Clinical presentation and outcomes of children hospitalized with sickle cell anemia at Gulu Regional Referral Hospital, Uganda: A retrospective cross-sectional study

Sickle cell anemia (SCA) is a significant public health challenge, particularly in sub-Saharan Africa, where 80% of affected individuals reside. This study aimed to evaluate the clinical presentation and outcomes of children with SCA hospitalized at GRRH.

A retrospective cross-sectional study was conducted, reviewing medical records of children aged 0–18 years hospitalized with SCA at Gulu Regional Referral Hospital (GRRH) between January 2019 and June 2024. Data on demographics, clinical presentations, interventions, and outcomes were collected and analyzed with descriptive statistics in Stata 18.0.
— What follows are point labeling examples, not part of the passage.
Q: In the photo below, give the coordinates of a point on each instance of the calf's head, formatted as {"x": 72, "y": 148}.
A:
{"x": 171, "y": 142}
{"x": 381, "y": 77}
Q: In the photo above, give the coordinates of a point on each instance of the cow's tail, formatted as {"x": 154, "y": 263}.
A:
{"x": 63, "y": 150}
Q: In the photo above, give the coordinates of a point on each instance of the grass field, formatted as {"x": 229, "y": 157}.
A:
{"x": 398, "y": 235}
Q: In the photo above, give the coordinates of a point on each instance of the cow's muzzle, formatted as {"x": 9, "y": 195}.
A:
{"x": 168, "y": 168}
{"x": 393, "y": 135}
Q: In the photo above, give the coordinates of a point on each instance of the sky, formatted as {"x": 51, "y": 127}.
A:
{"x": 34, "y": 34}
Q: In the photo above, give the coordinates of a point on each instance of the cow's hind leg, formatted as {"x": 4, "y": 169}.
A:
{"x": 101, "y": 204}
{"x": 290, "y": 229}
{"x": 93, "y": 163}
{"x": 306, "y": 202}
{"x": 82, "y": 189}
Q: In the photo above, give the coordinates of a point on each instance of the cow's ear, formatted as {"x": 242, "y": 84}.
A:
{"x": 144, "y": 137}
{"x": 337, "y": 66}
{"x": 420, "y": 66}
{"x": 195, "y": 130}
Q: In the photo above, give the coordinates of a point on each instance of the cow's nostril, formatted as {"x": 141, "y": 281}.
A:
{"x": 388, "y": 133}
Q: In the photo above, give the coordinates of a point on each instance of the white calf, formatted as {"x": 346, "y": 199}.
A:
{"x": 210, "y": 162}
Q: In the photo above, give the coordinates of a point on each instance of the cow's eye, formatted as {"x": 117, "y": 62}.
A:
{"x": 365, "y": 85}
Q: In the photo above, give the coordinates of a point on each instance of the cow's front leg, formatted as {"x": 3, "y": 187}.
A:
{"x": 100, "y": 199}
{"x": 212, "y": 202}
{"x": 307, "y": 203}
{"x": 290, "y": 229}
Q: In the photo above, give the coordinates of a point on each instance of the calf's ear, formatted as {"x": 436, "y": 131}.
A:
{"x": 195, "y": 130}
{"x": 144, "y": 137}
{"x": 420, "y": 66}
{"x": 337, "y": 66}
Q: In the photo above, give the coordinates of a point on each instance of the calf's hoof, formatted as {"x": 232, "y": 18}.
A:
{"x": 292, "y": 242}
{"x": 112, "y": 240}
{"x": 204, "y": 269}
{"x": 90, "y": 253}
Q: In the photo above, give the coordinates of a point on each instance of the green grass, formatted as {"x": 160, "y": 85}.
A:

Of 126 children enrolled, the median age was 7 years (IQR 3–10 years), with 55.6% male (n = 70). Painful crises (86.5%, n = 109) and fever (66.7%, n = 84) were the most common presentations, followed by jaundice (21.4%, n = 27) and respiratory distress (8.7%, n = 11). Most children (98.4%, n = 124) had hospital stays of less than one week, with 94.4% (n = 119) achieving complete recovery. Treatment included folic acid supplementation (99.2%, n = 125), antibiotics (96.8%, n = 122), and hydroxyurea (14.3%, n = 18). Mortality was 3.9% (n = 5), and 1.6% (n = 2) were transferred.

Painful crises and fever were predominant clinical features, with high recovery rates and short hospital stays suggesting relatively favourable outcomes at GRRH. Mortality was 3.9%, which is lower than or comparable to reported inpatient mortality rates of 4–12% for paediatric sickle cell anaemia in other sub-Saharan African settings. However, limited hydroxyurea use highlights access barriers. Strengthening SCA healthcare policies, increasing hydroxyurea availability, and further research into severe cases are recommended to improve outcomes.